Uno es el filado. Los técnicos lo definen como la alteración por bacterias que proporciona a la sidra una apariencia viscosa, similar a la del aceite. La sidra se «fila» cuando se mantiene a una temperatura demasiado baja. Es irrecuperable.

La sidra picada destila un ligero olor a vinagre originado por una acidez demasiado alta. Una posibilidad es mezclarla con otra más dulce, para compensar. Y para eso esta la «dulcina», esa que deja en el paladar un sabor azucarado.

Otro de los defectos clásicos es el efecto pegamento. La bebida afectada es inconfundible porque desprende un característico olor a pegamento Imedio del de toda la vida, según el experto David Fernández. El aroma lo causa el acetato de etilo, un producto habitual de la fermentación de la sidra. Si va acompañado de olor a vinagre la sidra queda automáticamente descalificada.

Luego está el «reducido», es ese olor que recuerda a metálico y a fósforos, originado por el almacenamiento demasiado prolongado en el tonel. La sidra sucia, con borras recuerda peligrosamente a los huevos podridos o a las aguas estancadas. El fenómeno, consecuencia de una fermentación inadecuada, suele darse en sidras «tiernas. Para detectarla no es necesario ser un gran entendido. Es inconfundible.

Otra de las «taras» que tiran por tierra a la sidra del mejor palo es el aroma a moho. Viene dado por una mala limpieza del tonel o por el empleo de corchos defectuoso.
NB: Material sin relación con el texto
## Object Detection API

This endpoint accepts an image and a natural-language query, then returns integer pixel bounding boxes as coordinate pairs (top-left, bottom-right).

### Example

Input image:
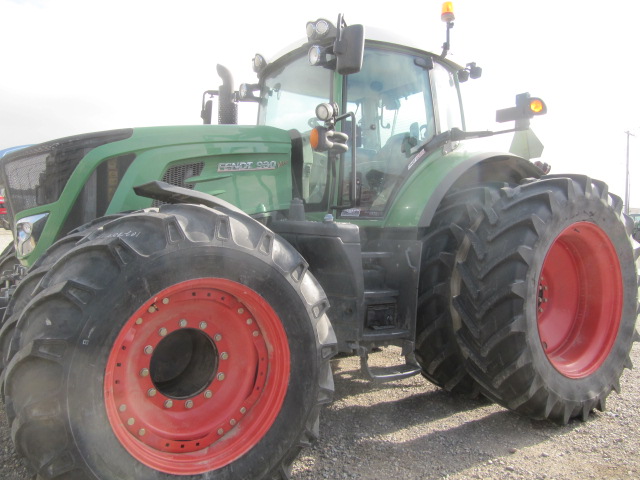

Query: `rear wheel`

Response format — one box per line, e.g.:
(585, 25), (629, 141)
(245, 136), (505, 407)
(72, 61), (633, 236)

(6, 205), (336, 479)
(454, 176), (637, 423)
Y en el desfile de «calamidades» temidas por los lagareros se encuentra el «turrín», ese olor y sabor a frutos secos que recuerda al tostado.

En el caso de las sidras naturales de escanciar la revisión es aún más exhaustiva. Es necesario medir el «espalme» y el «aguante» en el vaso. La espuma debe desaparecer por completo en el vaso. Si persiste es señal de que algo no va bien, según explica Villaverde. Añade que un «aguante» correcto exige una persistencia de burbujas más o menos prolongada.
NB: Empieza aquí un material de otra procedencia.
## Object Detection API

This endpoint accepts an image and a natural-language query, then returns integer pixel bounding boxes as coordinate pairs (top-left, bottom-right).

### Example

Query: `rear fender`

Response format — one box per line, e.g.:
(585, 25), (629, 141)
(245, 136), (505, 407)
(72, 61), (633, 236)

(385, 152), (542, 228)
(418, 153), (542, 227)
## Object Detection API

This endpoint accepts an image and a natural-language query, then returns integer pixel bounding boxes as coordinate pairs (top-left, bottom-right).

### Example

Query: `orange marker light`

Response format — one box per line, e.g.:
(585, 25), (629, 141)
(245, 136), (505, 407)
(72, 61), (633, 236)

La supervisión de la sidra de marca no se queda en el mero análisis de la bebida. Las pumaradas no pueden sobrepasar las 35 toneladas de producción por hectárea y la manzana debe ser tratada con auténtico mimo en el momento de la carga y la descarga en los manzaneros del lagar.

Lagares como El Gaitero, El Gobernador y Cortina, en el concejo de Villaviciosa, son exponentes claros de bodegas tradicionales que han sabido avanzar con los nuevos tiempos.
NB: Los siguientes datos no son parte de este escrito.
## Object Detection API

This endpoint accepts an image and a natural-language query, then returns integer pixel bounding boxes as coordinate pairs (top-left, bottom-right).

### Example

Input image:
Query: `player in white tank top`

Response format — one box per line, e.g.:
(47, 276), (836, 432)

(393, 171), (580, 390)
En las vitrinas de los lagares conviven las viejas botellas con los productos innovadores. Uno de los casos más claros es el de El Gaitero. En la fábrica, a orillas de la ría de Villaviciosa, aún se conservan los envases con las etiquetas que anunciaban el «champagne» de sidra. María Cardín explica que datan de antes de la normativa europea que circunscribió la denominación a la zona de elaboración francesa. Lo que si se conserva el es método de elaboración de la sidra «brut», como hacía el monje Don Perignon.